There are other migration warnings that can be looked at to see if any improvements can be made, below are couple examples of warning in `matrixMulCUBLAS.cpp.dp.cpp`:


```cpp
         /*
         DPCT1005:27: The SYCL device version is different from CUDA Compute
         Compatibility. You may need to rewrite this code.
         */
      deviceProp.get_name(), deviceProp.get_major_version(),
         deviceProp.get_minor_version()
```


```cpp
    /*
    DPCT1012:38: Detected kernel execution time measurement pattern and
    generated an initial code for time measurements in SYCL. You can change the
    way time is measured depending on your goals.
    */
    /*
    DPCT1024:39: The original code returned the error code that was further
    consumed by the program logic. This original code was replaced with 0. You
    may need to rewrite the program logic consuming the error code.
    */
    start_ct1 = std::chrono::steady_clock::now();
```

### Compile and Run the migrated SYCL source

Once you have successfully migrated the CUDA source to the SYCL source, verify that the migrated SYCL code is functioning correctly by compiling and running it on the Intel Developer Cloud, which has a variety of Intel CPUs and GPUs available for development.

#### Build and Run
Select the cell below and click run ▶ to compile and execute the code:

In [None]:
! ./q.sh run_sycl_migrated.sh gen9

### SYCL Code Migration Analysis

When comparing the CUDA code and migrated SYCL code, we can see that there are some 1:1 equivalent calls, which are listed below in the table:

| Functionality|CUDA|SYCL
|-|-|-
| header file|`#include <cuda_runtime.h>`|`#include <CL/sycl.hpp>` <br> `#include <dpct/dpct.hpp>`
|library header file|`#include <cublas_v2.h>`|`#include <dpct/blas_utils.hpp>`
| Memory allocation on device| `cudaMalloc((void **)&d_A, mem_size_A)`| `d_A = (float *)sycl::malloc_device(mem_size_A, dpct::get_default_queue())`
| Copy memory between host and device| `cudaMemcpy(d_A, h_A, mem_size_A, cudaMemcpyHostToDevice)`| `dpct::get_default_queue().memcpy(d_A, h_A, mem_size_A).wait()`
| Free device memory allocation| `free(h_A)` | `sycl::free(h_A, q)`
| gemm function | `cublasSgemm(...)`| `oneapi::mkl::blas::column_major::gemm(...)`


The main kernel operation to perform matrix multiplication is done using `cuBlas` library in CUDA which is migrated to `oneapi::mkl` library function as shown below:

cuBlas sgemm function to perform operation in CUDA code:
```cpp
      checkCudaErrors(cublasSgemm(
          handle, CUBLAS_OP_N, CUBLAS_OP_N, matrix_size.uiWB, matrix_size.uiHA,
          matrix_size.uiWA, &alpha, d_B, matrix_size.uiWB, d_A,
          matrix_size.uiWA, &beta, d_C, matrix_size.uiWB));
```

oneapi::mkl::blas gemm function to perform operation in SYCL code:
```cpp
      checkCudaErrors(
          (oneapi::mkl::blas::column_major::gemm(
               *handle, oneapi::mkl::transpose::nontrans,
               oneapi::mkl::transpose::nontrans, matrix_size.uiWB,
               matrix_size.uiHA, matrix_size.uiWA, alpha, d_B, matrix_size.uiWB,
               d_A, matrix_size.uiWA, beta, d_C, matrix_size.uiWB),
           0));
```

## Source Code

This section describes the location of the CUDA source and the contents of different SYCL source code directories in this project.

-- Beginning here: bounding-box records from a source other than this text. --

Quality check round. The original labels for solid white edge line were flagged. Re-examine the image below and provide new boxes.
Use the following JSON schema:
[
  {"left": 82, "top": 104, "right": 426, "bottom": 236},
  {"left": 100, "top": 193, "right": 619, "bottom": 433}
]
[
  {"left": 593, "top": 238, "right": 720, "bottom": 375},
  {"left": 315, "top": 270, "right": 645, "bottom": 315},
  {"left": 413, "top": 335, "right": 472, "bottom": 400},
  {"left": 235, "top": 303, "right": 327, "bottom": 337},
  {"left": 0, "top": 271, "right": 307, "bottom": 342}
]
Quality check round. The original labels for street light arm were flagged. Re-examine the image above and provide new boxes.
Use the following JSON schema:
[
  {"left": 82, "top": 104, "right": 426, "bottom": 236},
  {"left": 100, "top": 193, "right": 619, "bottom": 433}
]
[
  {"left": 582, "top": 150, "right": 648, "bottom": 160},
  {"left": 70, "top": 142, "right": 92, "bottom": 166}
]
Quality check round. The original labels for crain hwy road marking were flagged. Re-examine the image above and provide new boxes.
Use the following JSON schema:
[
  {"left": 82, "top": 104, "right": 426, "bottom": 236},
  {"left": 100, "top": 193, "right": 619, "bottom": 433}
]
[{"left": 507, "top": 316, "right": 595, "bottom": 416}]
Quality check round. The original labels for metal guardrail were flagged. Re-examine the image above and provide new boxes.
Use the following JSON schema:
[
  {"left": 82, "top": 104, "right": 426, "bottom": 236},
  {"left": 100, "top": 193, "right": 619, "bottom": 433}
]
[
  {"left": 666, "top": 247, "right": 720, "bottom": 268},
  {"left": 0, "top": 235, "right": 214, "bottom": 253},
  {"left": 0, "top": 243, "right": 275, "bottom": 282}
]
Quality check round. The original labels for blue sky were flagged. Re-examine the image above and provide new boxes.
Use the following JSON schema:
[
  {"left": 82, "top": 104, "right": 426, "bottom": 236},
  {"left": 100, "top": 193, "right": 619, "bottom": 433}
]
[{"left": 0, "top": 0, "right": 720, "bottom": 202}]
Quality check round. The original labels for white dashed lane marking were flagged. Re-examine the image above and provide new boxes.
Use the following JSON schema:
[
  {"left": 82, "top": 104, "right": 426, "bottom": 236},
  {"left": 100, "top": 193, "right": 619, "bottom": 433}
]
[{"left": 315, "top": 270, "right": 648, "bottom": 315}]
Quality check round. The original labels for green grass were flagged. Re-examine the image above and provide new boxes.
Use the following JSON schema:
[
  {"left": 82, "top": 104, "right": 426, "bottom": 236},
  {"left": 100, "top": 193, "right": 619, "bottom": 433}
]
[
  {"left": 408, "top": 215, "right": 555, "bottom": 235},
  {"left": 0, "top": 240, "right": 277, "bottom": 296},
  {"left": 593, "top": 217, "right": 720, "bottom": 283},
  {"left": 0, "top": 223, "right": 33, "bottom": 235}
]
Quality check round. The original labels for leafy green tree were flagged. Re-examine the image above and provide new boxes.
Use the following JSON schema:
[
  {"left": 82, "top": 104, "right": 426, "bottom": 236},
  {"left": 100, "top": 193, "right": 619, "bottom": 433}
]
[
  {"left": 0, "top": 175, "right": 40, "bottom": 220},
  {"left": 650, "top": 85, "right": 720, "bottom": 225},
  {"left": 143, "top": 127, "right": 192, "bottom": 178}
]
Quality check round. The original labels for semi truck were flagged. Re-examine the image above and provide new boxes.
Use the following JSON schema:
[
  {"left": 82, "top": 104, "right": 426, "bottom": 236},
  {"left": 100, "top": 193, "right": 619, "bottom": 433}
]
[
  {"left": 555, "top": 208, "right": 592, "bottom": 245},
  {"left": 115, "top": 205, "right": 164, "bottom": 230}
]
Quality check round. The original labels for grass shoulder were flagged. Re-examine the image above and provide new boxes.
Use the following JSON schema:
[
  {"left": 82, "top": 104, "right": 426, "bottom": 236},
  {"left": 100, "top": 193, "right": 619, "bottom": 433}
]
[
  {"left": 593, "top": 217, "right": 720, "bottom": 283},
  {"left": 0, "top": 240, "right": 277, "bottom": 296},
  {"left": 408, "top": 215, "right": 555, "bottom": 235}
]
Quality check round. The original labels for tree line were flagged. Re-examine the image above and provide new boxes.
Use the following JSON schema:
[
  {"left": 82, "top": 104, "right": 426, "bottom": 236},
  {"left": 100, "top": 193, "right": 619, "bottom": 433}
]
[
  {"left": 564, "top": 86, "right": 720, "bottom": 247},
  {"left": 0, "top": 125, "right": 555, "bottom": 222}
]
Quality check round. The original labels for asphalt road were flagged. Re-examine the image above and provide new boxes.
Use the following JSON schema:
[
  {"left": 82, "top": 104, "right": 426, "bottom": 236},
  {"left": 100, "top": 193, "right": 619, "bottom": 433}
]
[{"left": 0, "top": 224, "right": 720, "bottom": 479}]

| folder name | source code description
| --- | ---
| [CUDA github](https://github.com/NVIDIA/cuda-samples/tree/master/Samples/4_CUDA_Libraries/matrixMulCUBLAS) | Original CUDA Source used for migration
| dpct_output | SYCL migration output from SYCLomatic Tool, compiles without errors
| sycl_migrated | Same as dpct_output, compiles without errors

## Summary

In this module we have learnt how to migrate simple CUDA source to SYCL source to get functionality using `SYCLomatic` and then analized/optimized the SYCL source by manually coding.